I stood at the window long after Adrian had gone inside. My heart was in my throat, even after he had disappeared from sight. Part of me hadn’t expected him to come after me, had hoped I never saw his face again. While another part of me had been aching for him to come because, if he did, that meant he wanted me more than he wanted his wife. That he cared about me more.

Right?

I pressed my forehead against the coolness of the glass, closing my eyes. I felt half insane with the way I was constantly being torn in half. I ached with everything inside me, unable to fight what I felt for a man who didn’t deserve my love, while knowing how wrong it was to feel the way I did.

I had told Dante that I didn’t want to see Adrian. Yet, the more I stood there, self-pity making me feel as if I had something to be ashamed of, when it had been Adrian who had deceived me, I couldn’t stand it. This wasn’t me. I wasn’t some little princess who expected the world to cater to every whim I had. I wasn’t some damn cry baby who hid from the things that hurt me and let others deal with them for me.

I was Victoria Vitucci, goddammit. I could deal with the Russian on my own.

Fuck it.

I pushed away from the window and headed for the door. My heart started pounding with each step I took. As I took the back stairs to the rear of the house, my anger began to reach boiling point. I wasn’t even sure who I was more pissed at: him or myself.

“Him,” I muttered under my breath as I bounced off the last step and marched toward Dante’s office. “Definitely him.”

Reaching the closed office door, I paused, squaring my shoulders, taking two deep breathes, and then twisting the knob.

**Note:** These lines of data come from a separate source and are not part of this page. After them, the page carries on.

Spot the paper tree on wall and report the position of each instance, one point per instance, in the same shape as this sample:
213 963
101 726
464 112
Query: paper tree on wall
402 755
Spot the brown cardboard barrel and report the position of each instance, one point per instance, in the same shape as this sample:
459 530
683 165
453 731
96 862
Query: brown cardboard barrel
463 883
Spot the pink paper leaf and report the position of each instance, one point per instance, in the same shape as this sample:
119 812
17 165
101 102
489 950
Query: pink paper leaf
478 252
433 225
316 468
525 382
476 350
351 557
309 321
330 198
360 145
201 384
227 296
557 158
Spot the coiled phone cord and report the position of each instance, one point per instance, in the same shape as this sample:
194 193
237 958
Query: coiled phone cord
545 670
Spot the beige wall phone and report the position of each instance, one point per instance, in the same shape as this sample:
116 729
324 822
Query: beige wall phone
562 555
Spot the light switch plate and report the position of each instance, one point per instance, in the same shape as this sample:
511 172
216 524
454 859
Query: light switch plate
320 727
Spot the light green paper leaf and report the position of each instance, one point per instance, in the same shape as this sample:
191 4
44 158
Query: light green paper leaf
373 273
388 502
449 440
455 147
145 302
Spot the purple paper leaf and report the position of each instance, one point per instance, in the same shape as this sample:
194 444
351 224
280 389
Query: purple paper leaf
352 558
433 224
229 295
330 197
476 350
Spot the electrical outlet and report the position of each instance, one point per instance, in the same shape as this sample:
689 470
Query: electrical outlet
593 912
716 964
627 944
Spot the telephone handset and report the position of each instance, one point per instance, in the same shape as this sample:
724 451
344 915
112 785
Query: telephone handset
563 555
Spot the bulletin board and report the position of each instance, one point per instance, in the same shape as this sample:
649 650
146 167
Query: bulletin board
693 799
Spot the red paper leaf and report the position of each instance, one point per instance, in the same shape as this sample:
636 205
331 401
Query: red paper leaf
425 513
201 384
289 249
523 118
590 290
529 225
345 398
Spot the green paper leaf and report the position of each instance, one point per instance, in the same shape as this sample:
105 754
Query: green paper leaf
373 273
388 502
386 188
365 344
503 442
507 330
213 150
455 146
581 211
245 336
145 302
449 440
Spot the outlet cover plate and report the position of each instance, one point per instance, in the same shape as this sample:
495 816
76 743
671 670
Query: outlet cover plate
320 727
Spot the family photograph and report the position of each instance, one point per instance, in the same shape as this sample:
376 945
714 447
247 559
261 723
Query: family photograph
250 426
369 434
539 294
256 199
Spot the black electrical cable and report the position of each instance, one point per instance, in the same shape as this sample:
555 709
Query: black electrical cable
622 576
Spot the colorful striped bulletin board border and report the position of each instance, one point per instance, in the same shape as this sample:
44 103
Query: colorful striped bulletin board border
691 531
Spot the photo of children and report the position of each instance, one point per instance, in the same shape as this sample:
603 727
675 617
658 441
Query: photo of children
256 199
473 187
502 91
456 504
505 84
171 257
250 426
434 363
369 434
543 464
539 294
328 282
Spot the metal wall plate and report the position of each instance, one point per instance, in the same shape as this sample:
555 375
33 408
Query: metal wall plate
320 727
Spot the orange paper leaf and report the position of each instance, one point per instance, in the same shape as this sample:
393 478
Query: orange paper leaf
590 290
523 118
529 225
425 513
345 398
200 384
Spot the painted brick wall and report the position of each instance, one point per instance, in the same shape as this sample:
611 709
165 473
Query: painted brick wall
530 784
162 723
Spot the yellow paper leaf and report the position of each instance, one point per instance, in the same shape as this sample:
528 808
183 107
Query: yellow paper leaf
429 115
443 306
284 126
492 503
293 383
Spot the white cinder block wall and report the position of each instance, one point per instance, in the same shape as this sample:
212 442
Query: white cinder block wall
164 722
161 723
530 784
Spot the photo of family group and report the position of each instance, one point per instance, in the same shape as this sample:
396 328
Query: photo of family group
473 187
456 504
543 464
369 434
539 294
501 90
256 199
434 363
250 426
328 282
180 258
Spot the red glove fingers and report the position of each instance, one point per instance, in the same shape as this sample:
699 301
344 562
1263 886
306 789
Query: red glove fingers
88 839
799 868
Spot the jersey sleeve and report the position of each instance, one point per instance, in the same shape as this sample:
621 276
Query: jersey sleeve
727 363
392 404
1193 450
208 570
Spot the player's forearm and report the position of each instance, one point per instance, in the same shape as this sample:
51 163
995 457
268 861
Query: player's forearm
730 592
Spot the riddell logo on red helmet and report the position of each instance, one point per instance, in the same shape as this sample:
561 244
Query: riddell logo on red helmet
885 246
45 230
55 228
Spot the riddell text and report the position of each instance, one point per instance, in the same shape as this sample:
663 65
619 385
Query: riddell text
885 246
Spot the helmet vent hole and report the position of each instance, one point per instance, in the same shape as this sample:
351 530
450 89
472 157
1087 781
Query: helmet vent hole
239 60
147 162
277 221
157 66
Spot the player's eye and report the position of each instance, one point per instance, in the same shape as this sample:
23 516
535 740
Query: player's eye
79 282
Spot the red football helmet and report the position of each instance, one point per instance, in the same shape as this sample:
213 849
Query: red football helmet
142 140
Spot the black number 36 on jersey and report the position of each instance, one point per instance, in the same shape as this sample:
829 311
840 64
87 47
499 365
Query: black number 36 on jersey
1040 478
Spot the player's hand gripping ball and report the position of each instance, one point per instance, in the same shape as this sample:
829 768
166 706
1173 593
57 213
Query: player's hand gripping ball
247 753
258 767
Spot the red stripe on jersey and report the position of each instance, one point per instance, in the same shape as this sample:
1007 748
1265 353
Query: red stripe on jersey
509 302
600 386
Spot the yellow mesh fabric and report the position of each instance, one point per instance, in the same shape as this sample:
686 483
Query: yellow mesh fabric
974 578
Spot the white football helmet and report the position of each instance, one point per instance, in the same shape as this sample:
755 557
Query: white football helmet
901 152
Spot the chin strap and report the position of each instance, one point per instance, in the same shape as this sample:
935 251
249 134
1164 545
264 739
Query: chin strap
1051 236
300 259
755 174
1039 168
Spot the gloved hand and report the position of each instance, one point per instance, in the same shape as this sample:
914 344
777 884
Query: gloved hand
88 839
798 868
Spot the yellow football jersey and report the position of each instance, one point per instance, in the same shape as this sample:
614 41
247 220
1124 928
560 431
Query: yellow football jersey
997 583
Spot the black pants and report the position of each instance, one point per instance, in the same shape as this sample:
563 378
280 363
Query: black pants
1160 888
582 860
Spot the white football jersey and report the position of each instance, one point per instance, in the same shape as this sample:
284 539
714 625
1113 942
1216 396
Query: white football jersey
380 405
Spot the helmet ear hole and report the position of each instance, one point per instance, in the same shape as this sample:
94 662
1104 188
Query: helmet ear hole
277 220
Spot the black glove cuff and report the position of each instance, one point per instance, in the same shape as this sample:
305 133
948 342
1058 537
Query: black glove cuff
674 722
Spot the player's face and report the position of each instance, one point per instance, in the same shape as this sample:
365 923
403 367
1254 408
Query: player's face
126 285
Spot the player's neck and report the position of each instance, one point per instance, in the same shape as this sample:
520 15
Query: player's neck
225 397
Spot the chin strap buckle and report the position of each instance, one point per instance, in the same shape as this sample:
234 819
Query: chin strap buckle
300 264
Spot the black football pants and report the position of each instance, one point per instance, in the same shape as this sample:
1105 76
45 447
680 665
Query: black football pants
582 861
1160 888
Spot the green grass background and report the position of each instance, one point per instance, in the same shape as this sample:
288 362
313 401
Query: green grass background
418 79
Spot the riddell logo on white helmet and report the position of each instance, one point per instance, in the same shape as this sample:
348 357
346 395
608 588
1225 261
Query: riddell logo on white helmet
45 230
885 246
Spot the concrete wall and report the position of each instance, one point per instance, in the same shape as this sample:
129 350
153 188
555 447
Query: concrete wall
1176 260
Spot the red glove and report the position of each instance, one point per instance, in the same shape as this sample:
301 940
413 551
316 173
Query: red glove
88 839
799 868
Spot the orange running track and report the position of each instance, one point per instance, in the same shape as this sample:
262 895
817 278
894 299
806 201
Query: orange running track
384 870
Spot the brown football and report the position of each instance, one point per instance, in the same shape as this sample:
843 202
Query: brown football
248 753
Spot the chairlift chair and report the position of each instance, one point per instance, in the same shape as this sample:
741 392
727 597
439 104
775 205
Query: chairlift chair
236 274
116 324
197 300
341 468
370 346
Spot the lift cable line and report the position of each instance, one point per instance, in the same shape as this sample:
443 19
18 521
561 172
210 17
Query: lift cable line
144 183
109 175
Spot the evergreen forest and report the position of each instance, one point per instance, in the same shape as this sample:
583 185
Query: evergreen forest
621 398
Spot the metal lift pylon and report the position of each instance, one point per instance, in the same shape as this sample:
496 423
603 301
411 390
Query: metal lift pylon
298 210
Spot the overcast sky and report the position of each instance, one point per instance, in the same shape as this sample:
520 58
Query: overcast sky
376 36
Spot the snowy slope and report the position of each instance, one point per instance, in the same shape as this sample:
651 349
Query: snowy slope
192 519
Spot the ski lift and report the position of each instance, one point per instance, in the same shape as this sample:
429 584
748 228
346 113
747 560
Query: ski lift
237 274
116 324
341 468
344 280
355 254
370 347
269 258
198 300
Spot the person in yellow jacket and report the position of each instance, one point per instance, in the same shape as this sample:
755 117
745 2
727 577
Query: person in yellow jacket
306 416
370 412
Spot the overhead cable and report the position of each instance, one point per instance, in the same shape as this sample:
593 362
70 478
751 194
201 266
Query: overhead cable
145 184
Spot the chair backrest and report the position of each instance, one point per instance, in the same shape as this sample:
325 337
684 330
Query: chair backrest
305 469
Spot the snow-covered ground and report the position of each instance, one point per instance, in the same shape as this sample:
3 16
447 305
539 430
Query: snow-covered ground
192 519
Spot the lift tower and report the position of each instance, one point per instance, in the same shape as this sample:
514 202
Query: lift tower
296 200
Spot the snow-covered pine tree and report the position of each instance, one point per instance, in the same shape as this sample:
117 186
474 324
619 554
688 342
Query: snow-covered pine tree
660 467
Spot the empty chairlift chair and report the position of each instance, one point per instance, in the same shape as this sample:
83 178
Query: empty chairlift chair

Stepping inside the spacious office that I had only seen a handful of times in my lifetime, my eyes went straight to where Dante sat with a glass of his favorite scotch in hand. His face was an emotionless mask, but I knew him almost as well as Scarlett did. I could see the anger simmering underneath, and my heart softened toward him for a moment.

Dante had risen quickly within the ranks of the Cosa Nostra, despite the tension that had occurred between his family and my uncle Gio. He had been a good soldier, and he was an even better underboss. But he was first and always mine and Scarlett’s friend—more Scarlett’s than mine. Still, he loved me like a sister, and it was that affection that was making me consider the marriage my father wanted between us.

With Dante, I knew my heart would be safe. We weren’t in love with each other, so I knew he would never have the power to hurt me or break me. Not like Adrian had done.

And that alone was enough for me to marry him.

Kotyonok,” Adrian’s voice was gruff.

I slowly turned my head to look at him. I had known where he was the second I had stepped through the door, and it had taken a willpower I didn’t know I possessed to not instantly look at him. I hadn’t trusted myself. I had needed a few extra seconds to compose myself before I could safely look at him.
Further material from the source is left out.